Please note that is not sufficient to simply retrieve minimum and maximum object ids from the presented layer as previous edits or selections may have created gaps between those values. We actually have to collect all available OIDs instead.

Now for Python, the multiprocessing module (among others) comprises several options to implement parallel solutions. One is to setup a pool of worker processes that subsequently are equipped with according tasks. Here we will supply a number of workers the task to retrieve nearest lines to one of the previously created range of point objects. To do so we have to collect all the necessary data first, i.e. sources for point and line layers as well as the range of OIDs:

if __name__ == '__main__':
    mp_func_data = list()
    i = 0
    for eq in equal_parts:
        i += 1
        print "part %2d - lower oid bound: %4d - upper oid bound: %4d - size: %2d" % (i, eq[0], eq[-1], len(eq))
        mp_func_data.append([point_lyr_src, line_lyr_src, eq[0], eq[-1]])

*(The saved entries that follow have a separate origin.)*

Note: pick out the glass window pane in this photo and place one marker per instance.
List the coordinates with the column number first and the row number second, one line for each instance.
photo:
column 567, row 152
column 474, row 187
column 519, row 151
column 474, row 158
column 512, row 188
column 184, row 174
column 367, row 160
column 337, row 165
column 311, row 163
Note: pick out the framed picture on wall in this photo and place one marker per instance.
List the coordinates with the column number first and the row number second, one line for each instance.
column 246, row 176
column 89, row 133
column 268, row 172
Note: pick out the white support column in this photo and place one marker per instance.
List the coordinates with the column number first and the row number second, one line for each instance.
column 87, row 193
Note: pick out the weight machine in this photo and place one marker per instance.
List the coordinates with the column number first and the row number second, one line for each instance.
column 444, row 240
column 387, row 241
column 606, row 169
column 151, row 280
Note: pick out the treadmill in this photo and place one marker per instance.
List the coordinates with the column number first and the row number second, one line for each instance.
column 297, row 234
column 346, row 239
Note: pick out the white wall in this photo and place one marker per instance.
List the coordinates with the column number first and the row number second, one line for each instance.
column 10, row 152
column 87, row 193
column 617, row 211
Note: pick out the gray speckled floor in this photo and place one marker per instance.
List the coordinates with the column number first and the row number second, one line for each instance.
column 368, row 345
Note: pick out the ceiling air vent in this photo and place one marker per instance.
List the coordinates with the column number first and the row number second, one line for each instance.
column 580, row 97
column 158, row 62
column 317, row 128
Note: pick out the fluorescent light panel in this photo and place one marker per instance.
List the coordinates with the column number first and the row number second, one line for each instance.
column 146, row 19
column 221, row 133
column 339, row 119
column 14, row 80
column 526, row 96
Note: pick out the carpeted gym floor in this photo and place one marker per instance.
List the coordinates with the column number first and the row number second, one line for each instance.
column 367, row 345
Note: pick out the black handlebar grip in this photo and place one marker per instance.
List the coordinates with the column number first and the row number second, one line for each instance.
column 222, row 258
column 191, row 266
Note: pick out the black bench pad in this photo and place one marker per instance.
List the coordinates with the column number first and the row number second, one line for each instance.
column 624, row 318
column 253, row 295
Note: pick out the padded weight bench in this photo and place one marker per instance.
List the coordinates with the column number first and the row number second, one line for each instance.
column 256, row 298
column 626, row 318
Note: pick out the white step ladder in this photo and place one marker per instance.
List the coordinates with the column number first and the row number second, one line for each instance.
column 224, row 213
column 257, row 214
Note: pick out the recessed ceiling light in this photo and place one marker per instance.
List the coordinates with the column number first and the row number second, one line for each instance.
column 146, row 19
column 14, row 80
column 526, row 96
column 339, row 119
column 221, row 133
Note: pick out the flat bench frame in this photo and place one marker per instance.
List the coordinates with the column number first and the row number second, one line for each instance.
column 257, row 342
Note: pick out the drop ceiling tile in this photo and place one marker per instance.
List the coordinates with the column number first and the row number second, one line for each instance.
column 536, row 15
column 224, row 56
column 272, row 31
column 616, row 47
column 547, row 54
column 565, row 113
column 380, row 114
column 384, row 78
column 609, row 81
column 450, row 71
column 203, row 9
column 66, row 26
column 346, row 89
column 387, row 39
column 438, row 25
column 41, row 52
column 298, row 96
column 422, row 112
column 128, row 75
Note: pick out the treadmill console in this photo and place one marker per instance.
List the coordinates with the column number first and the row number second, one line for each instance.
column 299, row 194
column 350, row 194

As you can see we have combined all necessary input data for one chunk into a list object before appending it to an overall list containing the input data for all chunks. This is by design as mapping worker processes to functions only allows one argument. That is also we have to adjust the definition of our worker function:

def find_nearest_line(func_data):
    # unpacking provided function data
    point_lyr_src, line_lyr_src, oid_lower_bound, oid_upper_bound = func_data

    # creating ESRI feature layers
    point_lyr = arcpy.management.MakeFeatureLayer(point_lyr_src, "point_layer")
    line_lyr = arcpy.management.MakeFeatureLayer(line_lyr_src, "line_layer")

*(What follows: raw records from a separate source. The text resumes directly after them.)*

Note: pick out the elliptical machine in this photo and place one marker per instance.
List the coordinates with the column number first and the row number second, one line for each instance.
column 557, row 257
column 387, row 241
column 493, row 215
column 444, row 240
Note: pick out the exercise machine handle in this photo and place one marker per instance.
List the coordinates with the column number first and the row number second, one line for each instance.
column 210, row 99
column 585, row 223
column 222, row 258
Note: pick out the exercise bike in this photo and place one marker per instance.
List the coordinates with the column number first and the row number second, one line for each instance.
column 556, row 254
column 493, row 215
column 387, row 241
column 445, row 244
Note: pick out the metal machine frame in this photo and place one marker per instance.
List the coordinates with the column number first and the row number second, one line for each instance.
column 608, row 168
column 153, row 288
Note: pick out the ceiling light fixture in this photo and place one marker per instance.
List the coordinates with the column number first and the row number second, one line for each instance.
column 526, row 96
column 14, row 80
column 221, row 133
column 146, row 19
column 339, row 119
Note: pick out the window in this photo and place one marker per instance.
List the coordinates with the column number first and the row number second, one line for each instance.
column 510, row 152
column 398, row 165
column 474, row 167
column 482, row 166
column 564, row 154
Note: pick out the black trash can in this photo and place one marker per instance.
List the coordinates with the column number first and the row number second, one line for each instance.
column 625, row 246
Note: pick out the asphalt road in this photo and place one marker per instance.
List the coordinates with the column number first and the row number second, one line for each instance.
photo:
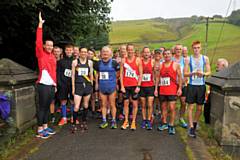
column 109, row 144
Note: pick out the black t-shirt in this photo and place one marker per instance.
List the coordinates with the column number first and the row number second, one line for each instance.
column 115, row 65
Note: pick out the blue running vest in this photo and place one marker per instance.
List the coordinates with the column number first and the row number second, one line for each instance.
column 107, row 77
column 194, row 80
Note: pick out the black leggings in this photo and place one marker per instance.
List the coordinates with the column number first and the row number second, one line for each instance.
column 45, row 97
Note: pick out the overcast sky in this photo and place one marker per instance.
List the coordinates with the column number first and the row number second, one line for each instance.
column 142, row 9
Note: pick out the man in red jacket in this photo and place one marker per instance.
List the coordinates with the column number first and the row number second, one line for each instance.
column 46, row 82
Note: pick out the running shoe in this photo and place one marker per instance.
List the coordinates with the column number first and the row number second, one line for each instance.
column 133, row 126
column 42, row 134
column 77, row 121
column 143, row 125
column 50, row 131
column 59, row 110
column 104, row 124
column 85, row 126
column 121, row 117
column 182, row 122
column 131, row 116
column 149, row 125
column 62, row 121
column 73, row 128
column 53, row 119
column 195, row 126
column 192, row 133
column 171, row 130
column 163, row 127
column 114, row 125
column 125, row 125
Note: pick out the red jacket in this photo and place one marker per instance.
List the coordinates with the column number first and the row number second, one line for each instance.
column 46, row 62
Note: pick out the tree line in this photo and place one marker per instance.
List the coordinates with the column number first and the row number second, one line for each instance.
column 84, row 22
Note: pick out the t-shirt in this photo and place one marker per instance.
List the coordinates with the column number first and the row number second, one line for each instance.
column 115, row 65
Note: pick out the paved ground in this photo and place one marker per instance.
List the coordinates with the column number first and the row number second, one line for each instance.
column 108, row 144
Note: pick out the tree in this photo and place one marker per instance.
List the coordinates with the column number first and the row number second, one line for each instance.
column 82, row 21
column 234, row 18
column 218, row 16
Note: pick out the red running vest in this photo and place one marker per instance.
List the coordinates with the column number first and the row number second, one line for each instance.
column 168, row 80
column 130, row 74
column 147, row 79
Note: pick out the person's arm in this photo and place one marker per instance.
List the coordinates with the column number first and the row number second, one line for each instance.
column 73, row 76
column 39, row 39
column 186, row 69
column 140, row 70
column 208, row 67
column 90, row 63
column 179, row 75
column 59, row 73
column 96, row 68
column 157, row 78
column 121, row 76
column 153, row 69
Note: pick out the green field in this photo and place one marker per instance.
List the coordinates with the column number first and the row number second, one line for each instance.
column 155, row 33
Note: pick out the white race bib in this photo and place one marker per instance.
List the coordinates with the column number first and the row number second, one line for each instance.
column 68, row 73
column 83, row 71
column 130, row 74
column 165, row 81
column 103, row 75
column 146, row 77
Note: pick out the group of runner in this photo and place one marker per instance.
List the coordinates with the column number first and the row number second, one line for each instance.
column 125, row 77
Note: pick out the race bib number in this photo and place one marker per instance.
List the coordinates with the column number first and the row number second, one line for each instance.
column 165, row 81
column 104, row 76
column 146, row 77
column 68, row 73
column 83, row 71
column 130, row 74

    # retrieving OID and shape field names for point feature layer
    oid_fieldname = arcpy.Describe(point_lyr).OIDFieldName
    shape_fieldname = arcpy.Describe(point_lyr).shapeFieldName

    # setting up where clause to restrict selection to specified oid range
    where_clause = "%s >= %d AND %s <= %d" % (oid_fieldname, oid_lower_bound, oid_fieldname, oid_upper_bound)
    # re-create point feature layer
    arcpy.management.Delete(point_lyr)
    point_lyr = arcpy.management.MakeFeatureLayer(point_lyr_src, "point_layer", where_clause)

Finally we create a worker pool and assign each worker a task by mapping it to the function for nearest line retrieval and providing it with the necessary input data:

    # setting up pool of four workers
    pool = multiprocessing.Pool(4, None, None, 1)
    # setting up list for all results
    all_results = list()

    # mapping function for nearest line retrieval (with input data) to worker pool
    for worker_results in pool.map(find_nearest_line, mp_func_data):
        all_results.extend(worker_results)

    # closing pool and waiting for each task to be finished
    pool.close()
    pool.join()

The Pool constructor allows for several arguments. One may define an initialization function that each worker will carry out after being created, this function may of course be provided with initialization arguments. Both of these arguments are set to None in the case at hand. More interesting is the last argument which is set to 1. This is the maximum number of tasks that will be processed by a single worker process before it is killed and a new one is spawned. As ArcPy functions are notorious for leaking memory it is especially necessary to keep this number low or we may end up with exceptions due to low memory.

Implementing multiprocessing for my use case has decreased processing time to a quarter of the previous duration. Now it is still in the range of hours but at least considerable less than in the linear version of this program.

We will have a look at how analysis tasks like the one described above may be sped up by applying low-level database queries in a later post on the Portolan Blog.